DOM (DUT Operating Mode) — primer¶

Help Center primer for the DOM family — the safety system that gates production-blocking operations. Pairs with ADR 0014.

What it does¶

Every DUT in the bench is classified into one of 5 operating modes. Each mode has a different safety profile — production mode hard- blocks any state-changing operation that could disturb live customer traffic.

This is the safety net that makes pointing the bench at a real customer NGFW a sane thing to do.

The 5 modes¶

Mode	When to use	Destructive ops?
`greenfield`	Brand-new DUT, no production traffic, free to break	yes
`staging`	Pre-prod mirror — high-realism but can recover	yes (warn-only)
`lab`	Dedicated lab DUT (your bench's home turf)	yes (warn-only)
`production`	Live customer DUT carrying real flows	NO — blocked
`prod-partition`	Production DUT, but operator carved a quarantined slice	partial — explicit unlock per op

Default for new DUTs added to inventory: lab.

How to set / change a DUT's mode¶

Dashboard: /admin/dut/<id>/mode → dropdown picker. Mode changes are audit-logged.

CLI: kubectl annotate dut <name> tlsstress.art/dom-mode=staging (emergency only — UI is preferred so the audit trail is rich).

What gets blocked in `production` mode¶

The DDPB chain (Defense in Depth Production Blocking) enforces 7 layers:

UI gate — destructive buttons are greyed out
API middleware — POST/PUT/DELETE requests rejected with 403
DB constraint — write attempts to test-plan tables rejected
K8s admission webhook — pod scaling / config-map writes blocked
RELAY pre-flight — RELAY.Art refuses to forward write commands
DUT-side BTO check — bidirectional trust orchestration confirms no overlapping intent
Audit trail before-and-after — every blocked attempt logged

Layers 1-4 fail-fast at the operator's keyboard; layers 5-7 catch edge cases the operator-side missed.

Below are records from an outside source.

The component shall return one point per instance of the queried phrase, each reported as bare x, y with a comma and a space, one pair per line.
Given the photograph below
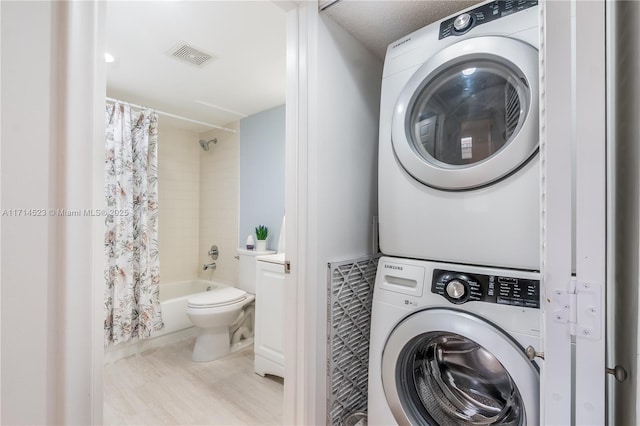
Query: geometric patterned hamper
350, 294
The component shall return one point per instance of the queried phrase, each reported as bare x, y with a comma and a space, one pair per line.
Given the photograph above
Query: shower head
205, 144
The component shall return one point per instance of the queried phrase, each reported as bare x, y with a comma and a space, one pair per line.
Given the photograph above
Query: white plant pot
261, 245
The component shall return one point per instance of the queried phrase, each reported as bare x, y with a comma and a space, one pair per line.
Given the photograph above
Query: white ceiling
246, 76
248, 42
379, 23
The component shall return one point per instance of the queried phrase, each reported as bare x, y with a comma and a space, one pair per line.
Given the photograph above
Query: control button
455, 289
462, 22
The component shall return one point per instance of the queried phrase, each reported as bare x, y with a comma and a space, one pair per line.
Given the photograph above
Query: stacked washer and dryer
455, 319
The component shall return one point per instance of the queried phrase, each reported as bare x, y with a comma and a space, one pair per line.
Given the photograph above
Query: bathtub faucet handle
213, 252
211, 265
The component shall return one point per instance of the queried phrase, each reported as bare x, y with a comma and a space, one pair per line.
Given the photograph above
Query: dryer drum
456, 380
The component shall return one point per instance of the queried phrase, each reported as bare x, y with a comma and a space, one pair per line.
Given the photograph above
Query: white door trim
591, 202
556, 203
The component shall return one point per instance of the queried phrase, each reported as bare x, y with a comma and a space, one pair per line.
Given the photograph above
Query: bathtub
177, 326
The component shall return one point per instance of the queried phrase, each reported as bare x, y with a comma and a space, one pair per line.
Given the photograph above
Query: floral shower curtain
131, 302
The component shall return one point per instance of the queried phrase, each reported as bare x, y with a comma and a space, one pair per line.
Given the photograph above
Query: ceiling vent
190, 54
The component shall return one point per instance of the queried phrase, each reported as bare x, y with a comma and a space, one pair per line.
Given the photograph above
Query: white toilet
224, 314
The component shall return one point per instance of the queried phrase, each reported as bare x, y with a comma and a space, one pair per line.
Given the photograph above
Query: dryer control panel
463, 22
462, 287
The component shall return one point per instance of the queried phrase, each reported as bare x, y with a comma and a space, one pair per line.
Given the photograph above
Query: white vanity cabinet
269, 320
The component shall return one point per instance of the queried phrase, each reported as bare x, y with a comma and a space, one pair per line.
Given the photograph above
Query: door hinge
580, 307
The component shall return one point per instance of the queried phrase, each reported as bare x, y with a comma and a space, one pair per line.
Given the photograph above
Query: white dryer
458, 163
449, 345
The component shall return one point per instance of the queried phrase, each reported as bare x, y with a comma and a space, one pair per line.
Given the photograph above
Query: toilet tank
247, 269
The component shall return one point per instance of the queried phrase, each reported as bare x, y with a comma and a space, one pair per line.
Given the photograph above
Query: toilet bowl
217, 313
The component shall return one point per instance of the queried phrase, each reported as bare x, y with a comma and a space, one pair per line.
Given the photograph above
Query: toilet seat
221, 296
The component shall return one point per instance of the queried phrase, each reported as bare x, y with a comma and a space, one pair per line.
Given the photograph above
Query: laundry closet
560, 270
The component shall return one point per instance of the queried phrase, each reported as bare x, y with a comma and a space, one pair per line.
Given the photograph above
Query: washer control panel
462, 287
463, 22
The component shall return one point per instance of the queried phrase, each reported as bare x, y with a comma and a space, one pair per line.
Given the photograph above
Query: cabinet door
269, 327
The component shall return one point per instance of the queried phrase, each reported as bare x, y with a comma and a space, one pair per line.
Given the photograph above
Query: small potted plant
262, 232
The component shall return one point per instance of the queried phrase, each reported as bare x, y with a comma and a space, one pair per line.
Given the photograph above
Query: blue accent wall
262, 167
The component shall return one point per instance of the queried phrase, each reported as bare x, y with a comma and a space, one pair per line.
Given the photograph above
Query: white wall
49, 118
179, 203
342, 167
29, 314
219, 204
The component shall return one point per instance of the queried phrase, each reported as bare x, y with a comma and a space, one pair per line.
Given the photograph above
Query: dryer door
469, 116
444, 367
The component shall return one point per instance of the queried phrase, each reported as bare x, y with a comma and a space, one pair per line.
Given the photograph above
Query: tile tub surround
179, 203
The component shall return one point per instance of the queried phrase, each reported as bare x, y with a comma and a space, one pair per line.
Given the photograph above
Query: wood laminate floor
163, 387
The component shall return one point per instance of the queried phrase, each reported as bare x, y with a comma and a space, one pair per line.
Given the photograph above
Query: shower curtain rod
175, 116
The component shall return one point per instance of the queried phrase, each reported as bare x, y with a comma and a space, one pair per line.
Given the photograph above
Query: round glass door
450, 379
469, 116
434, 374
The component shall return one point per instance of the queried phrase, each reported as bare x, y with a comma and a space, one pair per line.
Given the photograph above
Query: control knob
456, 289
462, 22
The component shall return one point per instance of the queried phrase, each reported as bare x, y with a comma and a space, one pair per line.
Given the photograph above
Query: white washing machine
449, 345
458, 156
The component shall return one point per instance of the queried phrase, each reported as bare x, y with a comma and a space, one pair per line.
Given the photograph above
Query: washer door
469, 116
449, 367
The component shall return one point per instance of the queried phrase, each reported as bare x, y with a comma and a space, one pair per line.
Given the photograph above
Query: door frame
298, 399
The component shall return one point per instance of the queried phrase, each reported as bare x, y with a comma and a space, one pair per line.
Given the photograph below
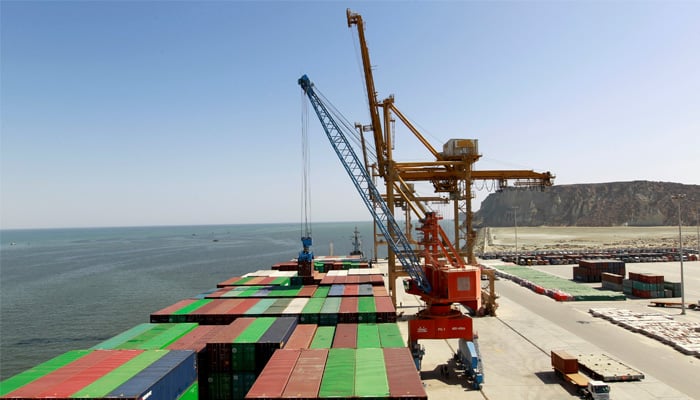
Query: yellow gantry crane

What still works in `production`¶

All read-only operations (show-version, telemetry, observation)
PURE Test Kind (Production URL Replay) with PIE-PA gate green
KALI / DoYour offensive tools? No — explicitly hard-blocked
BGP saturation against the production DUT? No — needs unlock

Drift detection (PDD)¶

PDD watches for mode drift: if you labeled the DUT lab but the DUT shows live BGP sessions or production-rate syslog, PDD raises a warning and offers to re-classify.

CPOS — atomic 2-phase commit¶

When you push a config change that touches multiple tiers (Personas + DUT + Agents), CPOS coordinates:

PREPARE phase
  every tier acks "can do" → green light
  any nack → abort, no state change

COMMIT phase
  every tier snapshots + applies
  60s self-healing watchdog
  any tier unhealthy → rollback all snapshots

This means a partial config push cannot leave the bench in a half-applied state.

PIE family¶

Auxiliary subsystems that work alongside DOM:

RSM (Replay Session Mode) — replay a past test exactly
IR (Idempotent Restore) — restore checkpoint w/o side-effects
HID (Health Indicator Dashboard) — operator's at-a-glance view
AAE (Auto-Approve Engine) — pre-approves low-risk operations per per-mode policy

Common questions¶

Can I disable DDPB to get something through? No. The chain is designed to be tamper-resistant — every layer logs to a separate audit channel. If you legitimately need to bypass, switch the DUT to prod-partition and use the explicit unlock window.

Does PDD ever auto-reclassify? No — it only suggests. Operators must confirm.

My team has 50 DUTs. Do I need to set mode 50 times? Modes can be inherited from a template (Profile Templates v2.0, DOM-6).